South Park versus The Scientologists
I'm not a fan of Comedy Central's South Park. The cutout animation makes Nickelodeon cartoons look like Golden Age Warner Bros. and Disney. I find it unnecessarily crude, slightly annoying, and not as hilarious as advertised (I realize this last charge has been leveled at us on occasion...thank you for that Zimpter). Etcetera. etc. etc.
Still, South Park creators Matt Stone and Trey Parker do know how to zing a target. This week Comedy Central pulled an episode of South Park that featured Scientologist Tom Cruise choosing to hide in a closet, after one of the characters in the show is hailed the saviour of Scientology. (John Travolta eventually goes into the closet to coax him out. These lads have heard all the Hollywood stories, haven't they.)
The show was reportedly pulled because Tom Cruise threatened not to do any publicity work for Paramount's upcoming release Mission Impossible III, in which he stars as a secret agent who gets involved with a much younger actress and fights his enemies by bouncing off a gadgets-loaded sofa -manufactured by BMW. ("Mr. Phelps, this couch will explode in five seconds.")
The connection? Paramount and Comedy Central are both owned by Viacom, the weasels.
I don't know what's more pathetic, Viacom's support for Cruise or their support for Mission Impossible III, a film with all the glorious promise of Leonard, Part 6.
Also, Issac Hayes, another Scientologist, left the show. He claimed that it was hostile to religion.

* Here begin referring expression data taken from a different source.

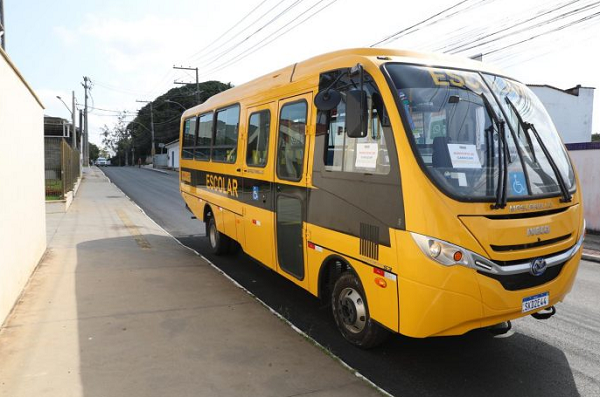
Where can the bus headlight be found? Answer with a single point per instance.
(443, 252)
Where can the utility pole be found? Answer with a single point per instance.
(152, 151)
(197, 82)
(87, 85)
(72, 110)
(74, 137)
(2, 30)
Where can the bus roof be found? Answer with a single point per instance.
(311, 66)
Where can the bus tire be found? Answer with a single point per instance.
(219, 243)
(351, 313)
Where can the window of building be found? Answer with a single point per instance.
(204, 139)
(258, 138)
(290, 145)
(189, 135)
(226, 135)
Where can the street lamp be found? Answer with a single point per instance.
(176, 103)
(74, 133)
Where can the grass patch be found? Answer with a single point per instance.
(54, 189)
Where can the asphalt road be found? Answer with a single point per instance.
(556, 357)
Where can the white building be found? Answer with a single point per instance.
(173, 154)
(22, 197)
(571, 110)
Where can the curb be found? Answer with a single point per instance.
(155, 170)
(592, 256)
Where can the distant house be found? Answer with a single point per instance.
(570, 110)
(173, 154)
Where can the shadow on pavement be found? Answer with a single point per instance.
(165, 323)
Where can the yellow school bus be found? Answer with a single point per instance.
(420, 194)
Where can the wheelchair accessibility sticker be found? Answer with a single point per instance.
(518, 186)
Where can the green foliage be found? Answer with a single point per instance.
(94, 152)
(118, 139)
(167, 115)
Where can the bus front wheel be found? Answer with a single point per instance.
(219, 243)
(351, 313)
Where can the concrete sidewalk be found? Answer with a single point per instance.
(118, 308)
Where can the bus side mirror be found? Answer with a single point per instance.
(356, 113)
(327, 99)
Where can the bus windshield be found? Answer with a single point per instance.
(472, 140)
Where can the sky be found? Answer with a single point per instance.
(128, 48)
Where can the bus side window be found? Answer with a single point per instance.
(259, 125)
(203, 141)
(290, 145)
(368, 155)
(189, 135)
(226, 135)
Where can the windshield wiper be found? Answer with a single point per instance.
(503, 155)
(529, 126)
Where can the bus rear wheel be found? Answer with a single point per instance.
(351, 313)
(219, 243)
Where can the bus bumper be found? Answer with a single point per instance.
(464, 299)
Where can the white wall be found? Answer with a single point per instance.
(173, 152)
(22, 192)
(572, 114)
(587, 163)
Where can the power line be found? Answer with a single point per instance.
(230, 29)
(235, 46)
(396, 35)
(471, 45)
(245, 54)
(565, 26)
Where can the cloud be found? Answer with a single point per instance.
(68, 37)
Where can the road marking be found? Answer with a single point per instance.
(134, 231)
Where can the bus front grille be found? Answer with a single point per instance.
(515, 282)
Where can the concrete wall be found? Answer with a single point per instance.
(572, 114)
(587, 163)
(22, 211)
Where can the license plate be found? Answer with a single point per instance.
(535, 302)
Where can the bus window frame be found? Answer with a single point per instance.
(304, 162)
(414, 149)
(394, 174)
(195, 135)
(196, 146)
(214, 132)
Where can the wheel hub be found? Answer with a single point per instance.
(352, 310)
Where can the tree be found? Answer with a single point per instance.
(94, 152)
(167, 115)
(118, 139)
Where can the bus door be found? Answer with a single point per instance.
(257, 182)
(290, 182)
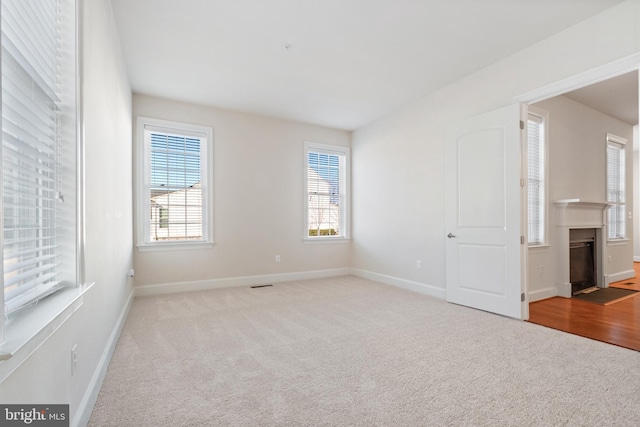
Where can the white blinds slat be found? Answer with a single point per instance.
(31, 70)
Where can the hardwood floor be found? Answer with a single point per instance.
(617, 323)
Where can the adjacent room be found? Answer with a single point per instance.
(291, 212)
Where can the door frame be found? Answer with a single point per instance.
(604, 72)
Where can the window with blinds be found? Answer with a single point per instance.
(326, 175)
(174, 191)
(616, 167)
(536, 200)
(38, 149)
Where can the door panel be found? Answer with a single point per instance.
(483, 213)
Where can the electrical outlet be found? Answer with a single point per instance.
(74, 359)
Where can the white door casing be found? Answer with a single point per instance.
(483, 207)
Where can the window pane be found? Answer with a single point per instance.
(536, 179)
(38, 103)
(616, 192)
(324, 198)
(176, 193)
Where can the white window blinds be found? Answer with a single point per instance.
(536, 179)
(616, 165)
(324, 195)
(326, 191)
(38, 147)
(175, 185)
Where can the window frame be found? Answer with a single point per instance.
(143, 166)
(620, 144)
(543, 116)
(344, 191)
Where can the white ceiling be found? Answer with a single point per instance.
(617, 97)
(348, 62)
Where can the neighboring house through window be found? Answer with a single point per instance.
(616, 193)
(173, 184)
(326, 200)
(537, 177)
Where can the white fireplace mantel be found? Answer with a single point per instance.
(576, 213)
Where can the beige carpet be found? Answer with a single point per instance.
(351, 352)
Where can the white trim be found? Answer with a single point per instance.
(31, 327)
(541, 294)
(85, 408)
(229, 282)
(622, 275)
(411, 285)
(595, 75)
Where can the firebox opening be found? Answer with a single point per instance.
(582, 264)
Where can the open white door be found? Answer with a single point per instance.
(483, 213)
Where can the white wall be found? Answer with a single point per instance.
(45, 377)
(577, 169)
(258, 196)
(398, 161)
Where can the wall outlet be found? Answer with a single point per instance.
(74, 359)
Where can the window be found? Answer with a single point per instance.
(616, 167)
(536, 167)
(39, 150)
(326, 201)
(173, 184)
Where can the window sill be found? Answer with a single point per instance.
(174, 246)
(326, 240)
(617, 242)
(30, 327)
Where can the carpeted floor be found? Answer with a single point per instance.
(350, 352)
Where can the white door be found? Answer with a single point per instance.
(484, 254)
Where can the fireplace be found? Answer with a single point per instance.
(578, 245)
(582, 259)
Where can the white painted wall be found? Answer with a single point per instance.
(258, 196)
(398, 161)
(45, 377)
(577, 169)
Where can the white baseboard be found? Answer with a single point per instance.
(622, 275)
(422, 288)
(200, 285)
(541, 294)
(91, 394)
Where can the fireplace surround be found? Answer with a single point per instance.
(582, 222)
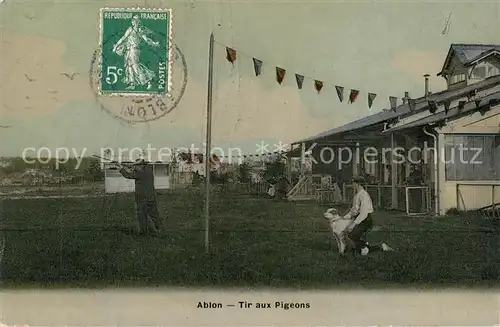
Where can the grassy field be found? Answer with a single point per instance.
(255, 242)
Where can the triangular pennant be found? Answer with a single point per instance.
(394, 103)
(447, 104)
(461, 104)
(412, 104)
(353, 95)
(230, 55)
(300, 80)
(432, 106)
(280, 74)
(371, 98)
(340, 92)
(257, 66)
(318, 85)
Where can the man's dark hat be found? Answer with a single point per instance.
(358, 179)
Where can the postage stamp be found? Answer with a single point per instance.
(136, 51)
(140, 108)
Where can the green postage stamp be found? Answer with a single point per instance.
(136, 51)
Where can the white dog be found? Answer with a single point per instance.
(339, 226)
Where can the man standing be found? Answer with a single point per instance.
(145, 195)
(361, 216)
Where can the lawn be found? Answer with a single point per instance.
(255, 242)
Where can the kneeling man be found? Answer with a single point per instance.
(361, 216)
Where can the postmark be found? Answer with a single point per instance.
(137, 107)
(136, 56)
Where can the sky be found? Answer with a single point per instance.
(383, 47)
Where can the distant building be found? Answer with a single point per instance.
(114, 182)
(465, 116)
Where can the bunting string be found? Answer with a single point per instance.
(233, 55)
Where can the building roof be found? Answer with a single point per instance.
(468, 53)
(402, 110)
(453, 113)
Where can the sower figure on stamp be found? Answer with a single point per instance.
(129, 45)
(361, 216)
(145, 195)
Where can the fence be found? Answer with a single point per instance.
(474, 196)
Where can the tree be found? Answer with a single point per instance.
(244, 172)
(275, 169)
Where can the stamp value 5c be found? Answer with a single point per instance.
(136, 56)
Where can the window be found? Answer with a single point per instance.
(493, 71)
(457, 78)
(472, 157)
(479, 72)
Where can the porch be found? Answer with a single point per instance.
(336, 158)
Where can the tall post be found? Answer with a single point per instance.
(208, 142)
(394, 173)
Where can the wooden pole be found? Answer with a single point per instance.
(208, 142)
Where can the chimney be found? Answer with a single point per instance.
(426, 76)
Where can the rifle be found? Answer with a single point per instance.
(120, 165)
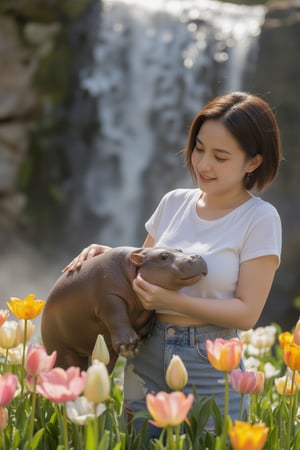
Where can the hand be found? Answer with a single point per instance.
(86, 253)
(152, 296)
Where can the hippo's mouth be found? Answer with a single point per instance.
(193, 278)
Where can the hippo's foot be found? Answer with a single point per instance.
(125, 343)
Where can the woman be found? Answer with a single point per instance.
(233, 148)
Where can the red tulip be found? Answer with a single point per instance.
(60, 385)
(224, 355)
(38, 361)
(169, 408)
(242, 381)
(8, 385)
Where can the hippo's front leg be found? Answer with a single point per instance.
(112, 310)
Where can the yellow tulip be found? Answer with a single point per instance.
(97, 383)
(285, 338)
(28, 308)
(8, 332)
(244, 436)
(291, 356)
(297, 333)
(176, 375)
(284, 386)
(20, 331)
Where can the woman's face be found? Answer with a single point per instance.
(219, 162)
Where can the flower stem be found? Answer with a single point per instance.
(23, 357)
(241, 406)
(170, 440)
(291, 409)
(31, 424)
(65, 427)
(3, 440)
(226, 410)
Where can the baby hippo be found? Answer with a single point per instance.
(99, 299)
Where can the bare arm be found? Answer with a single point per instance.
(241, 312)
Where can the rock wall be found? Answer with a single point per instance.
(277, 78)
(43, 46)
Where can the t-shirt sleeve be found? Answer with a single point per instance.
(264, 236)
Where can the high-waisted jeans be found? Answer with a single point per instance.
(146, 371)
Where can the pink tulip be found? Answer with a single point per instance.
(8, 386)
(224, 355)
(260, 378)
(60, 386)
(169, 408)
(4, 313)
(38, 361)
(242, 381)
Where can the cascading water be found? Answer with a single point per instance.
(156, 64)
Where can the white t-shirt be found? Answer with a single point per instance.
(251, 230)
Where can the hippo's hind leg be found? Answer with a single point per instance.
(114, 313)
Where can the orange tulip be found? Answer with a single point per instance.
(169, 408)
(244, 436)
(297, 379)
(28, 308)
(224, 355)
(291, 356)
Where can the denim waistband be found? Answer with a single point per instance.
(190, 335)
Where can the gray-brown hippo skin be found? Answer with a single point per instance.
(99, 299)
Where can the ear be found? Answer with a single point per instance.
(137, 259)
(254, 163)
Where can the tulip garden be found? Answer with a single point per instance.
(45, 407)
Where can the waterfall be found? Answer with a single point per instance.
(155, 64)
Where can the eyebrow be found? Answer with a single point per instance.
(216, 149)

I suppose he could have been off counting up all his Shaft residuals when they aired the episode Super Best Friends five years ago.
The most amusing part of the whole row so far is where Parker and Stone threatened, in Daily Variety of all places, to keep "Thetans forever trapped in your pitiful man-bodies," a threat Cruise surely fears almost as much as someone spiking his sweet vermouth and Zima with Ritalin.

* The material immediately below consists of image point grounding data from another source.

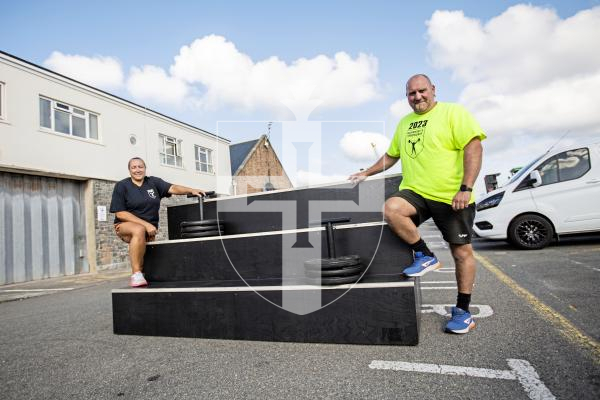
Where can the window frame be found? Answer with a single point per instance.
(210, 166)
(73, 112)
(3, 101)
(177, 155)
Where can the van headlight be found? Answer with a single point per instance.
(490, 202)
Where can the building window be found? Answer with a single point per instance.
(2, 101)
(203, 159)
(170, 151)
(67, 119)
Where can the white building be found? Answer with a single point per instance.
(64, 145)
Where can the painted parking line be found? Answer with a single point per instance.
(33, 290)
(520, 370)
(430, 285)
(445, 270)
(476, 310)
(563, 325)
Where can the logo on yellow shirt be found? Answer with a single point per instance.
(413, 140)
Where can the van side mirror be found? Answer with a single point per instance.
(535, 179)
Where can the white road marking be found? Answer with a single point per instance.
(265, 288)
(483, 311)
(445, 270)
(33, 290)
(520, 370)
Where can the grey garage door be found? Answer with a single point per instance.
(41, 228)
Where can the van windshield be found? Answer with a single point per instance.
(520, 173)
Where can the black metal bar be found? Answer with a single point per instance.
(330, 240)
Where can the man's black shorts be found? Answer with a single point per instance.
(456, 226)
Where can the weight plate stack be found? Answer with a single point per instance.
(334, 271)
(198, 229)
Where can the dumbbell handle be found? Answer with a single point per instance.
(328, 222)
(206, 194)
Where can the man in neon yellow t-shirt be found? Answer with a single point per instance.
(439, 145)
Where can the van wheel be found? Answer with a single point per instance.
(530, 232)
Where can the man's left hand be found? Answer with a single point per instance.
(461, 200)
(197, 192)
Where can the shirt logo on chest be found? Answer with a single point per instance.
(414, 138)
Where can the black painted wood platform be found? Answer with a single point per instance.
(368, 313)
(374, 191)
(234, 287)
(260, 256)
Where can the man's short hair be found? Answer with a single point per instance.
(135, 158)
(419, 75)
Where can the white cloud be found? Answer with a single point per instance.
(526, 71)
(364, 146)
(101, 72)
(151, 83)
(227, 76)
(529, 77)
(400, 108)
(307, 178)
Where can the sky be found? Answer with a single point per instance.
(528, 72)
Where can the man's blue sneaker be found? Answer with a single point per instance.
(461, 321)
(422, 265)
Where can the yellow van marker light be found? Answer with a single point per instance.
(564, 326)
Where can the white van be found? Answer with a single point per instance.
(557, 193)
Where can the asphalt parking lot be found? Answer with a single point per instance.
(537, 337)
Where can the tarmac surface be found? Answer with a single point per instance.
(536, 337)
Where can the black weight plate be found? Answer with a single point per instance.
(200, 234)
(353, 270)
(204, 222)
(192, 229)
(336, 280)
(318, 264)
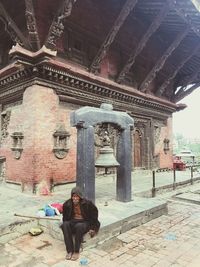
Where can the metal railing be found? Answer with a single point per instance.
(174, 182)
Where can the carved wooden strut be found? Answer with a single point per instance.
(31, 25)
(162, 88)
(10, 26)
(127, 8)
(180, 12)
(153, 27)
(161, 61)
(57, 26)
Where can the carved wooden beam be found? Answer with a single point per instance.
(183, 93)
(57, 26)
(31, 25)
(127, 8)
(185, 17)
(161, 61)
(153, 27)
(162, 88)
(10, 26)
(190, 79)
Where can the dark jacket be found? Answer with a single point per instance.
(88, 210)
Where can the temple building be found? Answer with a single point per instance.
(140, 56)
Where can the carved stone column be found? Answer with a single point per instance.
(85, 161)
(124, 157)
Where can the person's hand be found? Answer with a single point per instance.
(91, 233)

The other interesting thing about the conflict is that Stone and Parker have so little to lose. South Park is an immensely popular programme, and Comedy Central wouldn't dare cancel it for fear of perishing in Kenny's place. Also, the two creators of the show fear publicity - positive or negative - only slightly less than Al Sharpton. So, this has been a lark in the park for them. Finally, Tom Cruise is considered by the average human being to be as looney as if he actually had Thetans roaming around in his bean (as if such creatures weren't anything but the wild-eyed megalomaniac imaginings of L. Ron Hubbard, in-between global voyages on his yacht, The S.S. Bit O' Tail).
So, I predict that the South Park blokes will come out on top of this conflict, despite the enormous volume of post-midnight crank calls they'll get, scurrilous diggings into their sexual and ethical practices by "secretly-funded" private investigators, and the odd visit from Cruise at 2 a.m., bouncing on their couches and screaming at the top of his lungs about how much he loves Katie Holmes and is virile enough to have impregnated her. That, and they may get sonogramed repeatedly, which does present some health risks.

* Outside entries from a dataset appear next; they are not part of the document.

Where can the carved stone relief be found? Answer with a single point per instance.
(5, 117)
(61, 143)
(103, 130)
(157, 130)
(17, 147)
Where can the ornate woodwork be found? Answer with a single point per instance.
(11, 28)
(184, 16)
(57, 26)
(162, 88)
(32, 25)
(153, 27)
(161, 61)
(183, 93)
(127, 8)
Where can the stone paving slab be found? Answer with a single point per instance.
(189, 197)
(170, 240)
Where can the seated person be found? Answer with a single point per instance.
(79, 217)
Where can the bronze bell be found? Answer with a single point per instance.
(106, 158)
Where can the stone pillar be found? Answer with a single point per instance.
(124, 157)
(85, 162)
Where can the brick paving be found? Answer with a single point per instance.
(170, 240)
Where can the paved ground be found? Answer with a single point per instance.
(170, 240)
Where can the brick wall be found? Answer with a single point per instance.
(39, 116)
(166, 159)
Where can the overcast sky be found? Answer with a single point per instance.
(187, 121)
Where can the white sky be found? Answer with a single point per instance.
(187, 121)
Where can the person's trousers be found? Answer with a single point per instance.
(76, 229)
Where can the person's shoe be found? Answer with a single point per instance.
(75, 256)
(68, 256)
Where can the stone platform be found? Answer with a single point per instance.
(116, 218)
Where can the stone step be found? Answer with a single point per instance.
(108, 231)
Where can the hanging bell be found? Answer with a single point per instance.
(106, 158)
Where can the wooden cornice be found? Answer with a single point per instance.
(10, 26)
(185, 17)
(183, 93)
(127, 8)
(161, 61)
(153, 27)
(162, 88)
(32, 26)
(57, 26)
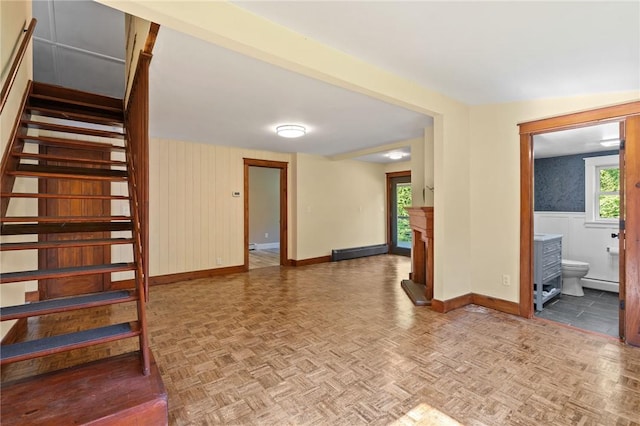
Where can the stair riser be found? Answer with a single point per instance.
(14, 277)
(70, 129)
(48, 228)
(62, 244)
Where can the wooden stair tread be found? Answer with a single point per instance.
(64, 243)
(46, 307)
(76, 103)
(62, 196)
(65, 342)
(72, 115)
(40, 274)
(82, 392)
(49, 157)
(70, 129)
(68, 172)
(63, 219)
(57, 228)
(71, 143)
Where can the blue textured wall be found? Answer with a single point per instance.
(559, 182)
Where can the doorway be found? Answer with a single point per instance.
(273, 251)
(577, 201)
(398, 198)
(629, 237)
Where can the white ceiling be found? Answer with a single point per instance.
(480, 51)
(79, 44)
(204, 93)
(477, 52)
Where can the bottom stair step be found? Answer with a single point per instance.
(66, 342)
(65, 304)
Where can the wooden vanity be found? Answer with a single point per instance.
(419, 286)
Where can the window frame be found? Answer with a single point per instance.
(592, 193)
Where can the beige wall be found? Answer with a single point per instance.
(234, 28)
(340, 204)
(14, 16)
(195, 220)
(264, 205)
(196, 223)
(495, 185)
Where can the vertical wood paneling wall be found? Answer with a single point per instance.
(195, 221)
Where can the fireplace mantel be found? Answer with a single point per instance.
(420, 285)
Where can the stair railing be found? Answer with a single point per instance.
(137, 150)
(13, 71)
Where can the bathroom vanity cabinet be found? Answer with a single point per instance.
(547, 268)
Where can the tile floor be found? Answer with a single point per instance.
(595, 311)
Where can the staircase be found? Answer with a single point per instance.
(71, 153)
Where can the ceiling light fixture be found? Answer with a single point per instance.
(291, 131)
(396, 155)
(610, 142)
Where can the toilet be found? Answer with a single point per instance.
(572, 273)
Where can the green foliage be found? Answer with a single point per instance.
(403, 199)
(609, 180)
(610, 203)
(609, 206)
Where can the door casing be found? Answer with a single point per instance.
(629, 113)
(282, 166)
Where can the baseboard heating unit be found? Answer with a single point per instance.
(355, 252)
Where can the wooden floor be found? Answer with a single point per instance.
(341, 344)
(264, 258)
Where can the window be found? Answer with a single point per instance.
(602, 189)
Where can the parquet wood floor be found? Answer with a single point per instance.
(264, 258)
(341, 344)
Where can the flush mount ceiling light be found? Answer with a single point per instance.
(396, 155)
(291, 131)
(610, 142)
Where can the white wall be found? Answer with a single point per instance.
(583, 243)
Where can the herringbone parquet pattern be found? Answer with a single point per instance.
(341, 344)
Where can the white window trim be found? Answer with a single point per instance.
(591, 166)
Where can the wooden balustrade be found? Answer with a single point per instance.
(15, 65)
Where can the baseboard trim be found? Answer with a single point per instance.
(443, 306)
(497, 304)
(16, 331)
(194, 275)
(310, 261)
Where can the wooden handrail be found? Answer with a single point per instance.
(13, 72)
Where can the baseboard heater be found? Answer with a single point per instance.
(355, 252)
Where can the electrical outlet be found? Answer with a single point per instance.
(506, 280)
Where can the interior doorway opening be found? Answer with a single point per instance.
(577, 202)
(399, 232)
(265, 227)
(629, 236)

On the other hand, Cruise gets more people wondering about his sexual proclivities, his involvement with Scientology, and also asking him on chat shows what he's gone and done with his cerebellum. Given that this is part and parcel of any publicity tour for M.I. 3, I suspect he wasn't trying to get the episode in question pulled at all. Rather, he was probably trying to get out of all those uncomfortable interviews.